A range of infectious (particularly vector-borne) diseases are geographically and temporally limited by environmental variables such as climate and vegetation patterns. Climatic factors’ impact on infectious diseases can be divided into three main effects: on human behaviour; on the disease pathogen; on the disease vector, where relevant:

Human behaviour

Climate variability directly influences human behaviour, which in turn can determine disease transmission patterns. The strong seasonal pattern of influenza infections in Europe, for example, is thought to reflect humans’ increased tendency to spend more time indoors during winter months (Halstead 1996). Also, the peak of gastro-enteritis in temperate developed countries during summer months can be related to changes in human behaviour (e.g. more picnics and barbecues) associated with warmer temperatures (Altekruse et al. 1998).

Disease pathogens

For infectious diseases where the pathogen replicates outside the final host (i.e. in the environment or an intermediate host or vector), climate factors can have a direct impact on the development of the pathogen. Most viruses, bacteria and parasites do not replicate below a certain temperature threshold (e.g. 18 ºC for the malaria parasite Plasmodium falciparum and 20 ºC for the Japanese encephalitis virus; Macdonald 1957, Mellor and Leake 2000). Ambient temperature increases above this threshold will shorten the development time of the pathogen.

Disease vectors

The geographical distribution and development rate of insect vectors is strongly related to temperature, rainfall and humidity. A rise in temperature accelerates the insect metabolic rate, increases egg production and makes blood feeding more frequent (e.g. Mellor and Leake 2000). The influence of rainfall also is significant, although less easy to predict. Rainfall has an indirect effect on vector longevity through its effect on humidity; relatively wet conditions may create favourable insect habitats, thereby increasing the geographical distribution and seasonal abundance of disease vectors. In other cases excess rainfall may have catastrophic effects on local vector populations if flooding washes away breeding sites.

Even where linkages between disease and climate are relatively strong, other non-climatic factors also may have a significant impact on the timing and severity of disease outbreaks. One such factor is population vulnerability (e.g. influenced by herd immunity and malnutrition).
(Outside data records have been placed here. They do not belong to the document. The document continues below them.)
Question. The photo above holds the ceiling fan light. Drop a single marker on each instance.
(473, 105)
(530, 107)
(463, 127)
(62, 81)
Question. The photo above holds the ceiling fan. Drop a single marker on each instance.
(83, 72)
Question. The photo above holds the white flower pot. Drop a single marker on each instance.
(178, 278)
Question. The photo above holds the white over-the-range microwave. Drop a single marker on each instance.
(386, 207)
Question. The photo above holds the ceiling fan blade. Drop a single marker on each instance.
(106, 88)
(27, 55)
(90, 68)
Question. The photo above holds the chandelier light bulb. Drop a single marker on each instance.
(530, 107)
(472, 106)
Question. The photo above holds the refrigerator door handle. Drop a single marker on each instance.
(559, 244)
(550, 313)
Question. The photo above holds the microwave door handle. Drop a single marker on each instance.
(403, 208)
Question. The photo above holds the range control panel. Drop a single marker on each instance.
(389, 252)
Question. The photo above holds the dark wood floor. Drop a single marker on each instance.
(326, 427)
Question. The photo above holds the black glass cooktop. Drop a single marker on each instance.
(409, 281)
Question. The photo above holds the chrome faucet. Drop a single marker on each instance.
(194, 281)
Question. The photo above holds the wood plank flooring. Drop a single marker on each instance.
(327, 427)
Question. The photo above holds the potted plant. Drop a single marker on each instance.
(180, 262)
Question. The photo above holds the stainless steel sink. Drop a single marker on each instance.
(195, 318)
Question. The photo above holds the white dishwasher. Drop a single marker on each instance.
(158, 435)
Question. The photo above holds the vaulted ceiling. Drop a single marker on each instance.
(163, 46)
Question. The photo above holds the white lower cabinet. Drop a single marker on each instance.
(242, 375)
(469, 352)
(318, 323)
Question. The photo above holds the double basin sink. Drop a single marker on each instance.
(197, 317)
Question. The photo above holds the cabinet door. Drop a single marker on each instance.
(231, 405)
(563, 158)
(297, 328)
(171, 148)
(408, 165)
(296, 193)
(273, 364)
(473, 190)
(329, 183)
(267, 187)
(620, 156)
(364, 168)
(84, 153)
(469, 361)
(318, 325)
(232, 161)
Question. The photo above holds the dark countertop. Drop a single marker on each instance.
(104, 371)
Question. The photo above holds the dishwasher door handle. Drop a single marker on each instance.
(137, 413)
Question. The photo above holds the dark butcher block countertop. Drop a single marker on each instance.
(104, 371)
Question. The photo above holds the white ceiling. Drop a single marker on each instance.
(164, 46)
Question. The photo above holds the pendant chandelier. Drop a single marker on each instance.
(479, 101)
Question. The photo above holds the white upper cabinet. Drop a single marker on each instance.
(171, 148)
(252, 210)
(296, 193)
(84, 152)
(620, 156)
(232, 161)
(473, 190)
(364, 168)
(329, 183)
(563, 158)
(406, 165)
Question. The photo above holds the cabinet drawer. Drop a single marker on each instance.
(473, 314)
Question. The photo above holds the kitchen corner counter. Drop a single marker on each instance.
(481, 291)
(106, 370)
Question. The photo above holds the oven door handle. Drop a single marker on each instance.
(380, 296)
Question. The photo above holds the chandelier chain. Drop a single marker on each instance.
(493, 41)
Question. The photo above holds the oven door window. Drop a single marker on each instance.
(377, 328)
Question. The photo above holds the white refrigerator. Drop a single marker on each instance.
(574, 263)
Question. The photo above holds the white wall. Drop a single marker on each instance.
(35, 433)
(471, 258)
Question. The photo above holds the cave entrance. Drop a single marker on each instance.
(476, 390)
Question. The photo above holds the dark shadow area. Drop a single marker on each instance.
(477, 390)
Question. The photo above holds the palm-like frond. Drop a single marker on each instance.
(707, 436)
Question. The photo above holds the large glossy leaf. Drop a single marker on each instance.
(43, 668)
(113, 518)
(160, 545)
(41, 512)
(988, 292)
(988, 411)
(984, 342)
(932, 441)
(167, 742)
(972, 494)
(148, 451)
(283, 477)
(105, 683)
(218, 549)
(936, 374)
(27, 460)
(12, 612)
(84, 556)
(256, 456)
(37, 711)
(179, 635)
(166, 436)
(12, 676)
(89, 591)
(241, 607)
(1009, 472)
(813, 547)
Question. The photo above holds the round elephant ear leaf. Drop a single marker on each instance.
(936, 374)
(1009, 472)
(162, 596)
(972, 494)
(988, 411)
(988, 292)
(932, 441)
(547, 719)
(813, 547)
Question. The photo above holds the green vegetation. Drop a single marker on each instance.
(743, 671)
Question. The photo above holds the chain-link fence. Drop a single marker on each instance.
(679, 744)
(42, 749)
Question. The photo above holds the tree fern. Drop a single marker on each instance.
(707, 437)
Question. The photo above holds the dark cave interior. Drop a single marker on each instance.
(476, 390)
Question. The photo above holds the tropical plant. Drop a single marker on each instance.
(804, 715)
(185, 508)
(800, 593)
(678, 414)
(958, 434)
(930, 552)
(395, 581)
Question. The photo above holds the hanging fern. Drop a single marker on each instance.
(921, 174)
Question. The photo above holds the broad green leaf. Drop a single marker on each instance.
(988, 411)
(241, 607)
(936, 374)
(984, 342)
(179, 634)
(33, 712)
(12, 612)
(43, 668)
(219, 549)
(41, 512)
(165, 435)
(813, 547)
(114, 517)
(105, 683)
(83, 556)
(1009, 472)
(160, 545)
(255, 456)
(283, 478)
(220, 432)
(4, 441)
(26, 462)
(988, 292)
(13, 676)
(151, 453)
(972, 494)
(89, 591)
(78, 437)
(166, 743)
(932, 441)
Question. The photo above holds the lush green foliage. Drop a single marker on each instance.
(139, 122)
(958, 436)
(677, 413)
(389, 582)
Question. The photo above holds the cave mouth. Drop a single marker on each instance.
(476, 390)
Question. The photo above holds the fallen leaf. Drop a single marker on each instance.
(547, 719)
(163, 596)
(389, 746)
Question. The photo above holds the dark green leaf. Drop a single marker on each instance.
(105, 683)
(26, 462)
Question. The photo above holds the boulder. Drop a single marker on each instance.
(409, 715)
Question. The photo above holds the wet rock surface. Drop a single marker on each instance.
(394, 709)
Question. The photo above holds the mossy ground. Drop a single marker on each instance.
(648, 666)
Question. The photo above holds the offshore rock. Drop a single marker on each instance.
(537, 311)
In Kenya, for example, Shanks et al. (2000) have argued that malaria epidemics in the western highlands may occur only when the non-immune proportion of the population has grown by recovery, births and immigration because local children surviving to adulthood develop immunity. When developing an EWS, factors influencing the population dynamics of the pathogen (e.g. drug resistance) also may have to be considered. Human-related factors such as population movements and agricultural practices also can have considerable impact on disease patterns at various spatial scales. For example, the prevalence of malaria and leishmaniasis sometimes is strongly related to irrigation schemes and deforestation (e.g. Campbell-Lendrum et al. 2001, Guthmann et al. 2002). Arguably, the importance of non-climatic factors should be assessed and compared to that of climate variability in order to justify the development of climate-based EWS for infectious diseases. The relative contributions of climatic and non-climatic risk factors in explaining temporal variability in disease incidence will, to a large degree, determine the practical utility of a climate-based EWS.